В одобрительных откликах Адорно можно расслышать все то, что говорилось в конце главы IV: Блох – создатель тонкой философской прозы, и рассказанные им истории и есть его философия[623]
. Конечно, исторически правильным было бы замечание о том, что Блох как созидатель «системы» был заложником собственных понятий, принужденным отстаивать и прояснять их до тех пор, пока и философская их значимость, и революционный потенциал не оказались исчерпаны.Но, быть может, банальный инструментализм поздних онтологических построений, выискивание во всяком бытии «еще-не-бытия», превращение любого значимого духовного выражения в знак утопической истины – все это не более чем символы, которые должны быть преодолены внутри самой утопической философии, предварительные остановки, на которых мы переводим дыхание? Ведь балансировать между фетишизацией утопического идеала и топким болотом «реальности» (где, как нам порой кажется, мы «твердо стоим на ногах») – бесконечно трудно. А именно по этой кромке хочет пройти наш герой, когда проблематизирует основания собственного мышления, когда, не боясь диффузии культурных форм, отыскивает в художественном и социальном опыте тот ускользающий след утопии, который ортогонален системе обычных вещей и который учит жить в мире, доставшемся немецким интеллектуалам после войны.
Заключение
Один из лучших, пожалуй, примеров такой формы мышления, которая могла бы служить развенчанию утопической философии Блоха, дал Франц Кафка в своем наброске «Городской герб», где говорится о сооружении Вавилонской башни. Обосновывая «мнение, что строить нужно как можно медленнее», обитатели города строителей, занятые строительством идеологическим, рассуждали:
[С]амое главное во всем этом предприятии – мысль построить башню, которая достанет до неба. По сравнению с этой мыслью все прочее второстепенно. Мысль эта, во всем своем величии явившись однажды, уже не может исчезнуть; пока будут на свете люди, будет и сильное желание достроить башню[624]
.Эта безумная утопическая цель, которая должна была скреплять человечество воедино, возносить его к небу, к которой должны были сводиться все его помыслы, следующим поколениям уже казалась бессмысленной, но никуда деться из этого города они не могли. Высокую цель заменили промежуточными, и до строительства башни руки так и не дошли.

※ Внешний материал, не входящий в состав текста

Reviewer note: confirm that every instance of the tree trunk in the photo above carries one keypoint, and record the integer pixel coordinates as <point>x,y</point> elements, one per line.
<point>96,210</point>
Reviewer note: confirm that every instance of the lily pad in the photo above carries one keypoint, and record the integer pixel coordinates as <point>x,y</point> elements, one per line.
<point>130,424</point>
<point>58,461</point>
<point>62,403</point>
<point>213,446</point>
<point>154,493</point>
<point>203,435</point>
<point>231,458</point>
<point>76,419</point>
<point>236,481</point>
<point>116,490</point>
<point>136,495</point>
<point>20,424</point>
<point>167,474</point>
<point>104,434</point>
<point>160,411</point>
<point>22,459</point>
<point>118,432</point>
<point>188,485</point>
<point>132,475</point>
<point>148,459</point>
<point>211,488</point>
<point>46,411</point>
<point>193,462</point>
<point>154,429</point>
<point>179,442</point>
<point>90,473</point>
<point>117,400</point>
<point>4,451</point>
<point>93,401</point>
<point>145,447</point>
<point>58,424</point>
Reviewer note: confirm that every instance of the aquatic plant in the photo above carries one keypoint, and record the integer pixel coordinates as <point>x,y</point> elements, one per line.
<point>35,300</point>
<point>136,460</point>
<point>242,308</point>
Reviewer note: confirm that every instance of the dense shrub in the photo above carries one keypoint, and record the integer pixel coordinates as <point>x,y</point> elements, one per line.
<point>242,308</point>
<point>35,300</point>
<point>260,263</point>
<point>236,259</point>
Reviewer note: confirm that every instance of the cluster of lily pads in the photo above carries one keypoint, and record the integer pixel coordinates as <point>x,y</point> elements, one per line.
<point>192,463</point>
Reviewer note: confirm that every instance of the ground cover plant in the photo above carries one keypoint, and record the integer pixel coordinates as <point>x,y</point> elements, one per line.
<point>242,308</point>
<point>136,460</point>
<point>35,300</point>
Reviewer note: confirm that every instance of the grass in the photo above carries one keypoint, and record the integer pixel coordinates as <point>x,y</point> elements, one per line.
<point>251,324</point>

История башни интересна не только тем, что показывает, как легко утопия может обнищать, закоснеть, как мало нужно людям, чтобы самим загнать себя в ловушку большой идеи. Важно и другое: у Кафки строители втайне или открыто, но желают вырваться из этой ловушки – они ждут
Идя по следам, которые Блох оставил в истории мысли, мы, конечно, многому научились. Полемизируя с Лукачем, он учредил пространство коммуникации между авангардным искусством и марксистской критикой, под влиянием методологических идей «Теории романа» искал языки описания для философии, которая узнавала бы себя в литературе. Мышление молодого Блоха стало оселком, на котором испытывал себя иудейский мессианизм во всем напряжении своих противоречий между новым трепетом и нелепой монументальностью собственных притязаний, между поиском духовной свободы и теми тысячами тысяч, которые даже не успели понять, за что и почему они раздавлены историей. Этот мессианизм явлен нам не только в апокалиптических пассажах из «Духа утопии» или в «Теолого-политическом фрагменте», мессианскому ритму подчинены герои трагедии, романа, барочной «драмы скорби», мессианство задает логику литературных жанров.
Конечно, мы должны спрашивать, чем в наши дни может стать наследие Блоха, с его навязчивой идеей о том, что все сны когда-нибудь сбудутся, с его странноватым оптимизмом и с проповедью гуманистических ценностей от имени Маркса. Сможет ли философия утопии сегодня, когда с новой силой заявляет о себе апокалиптическое сознание, стать для нас вполне подходящим языком описания и стилистическим ориентиром?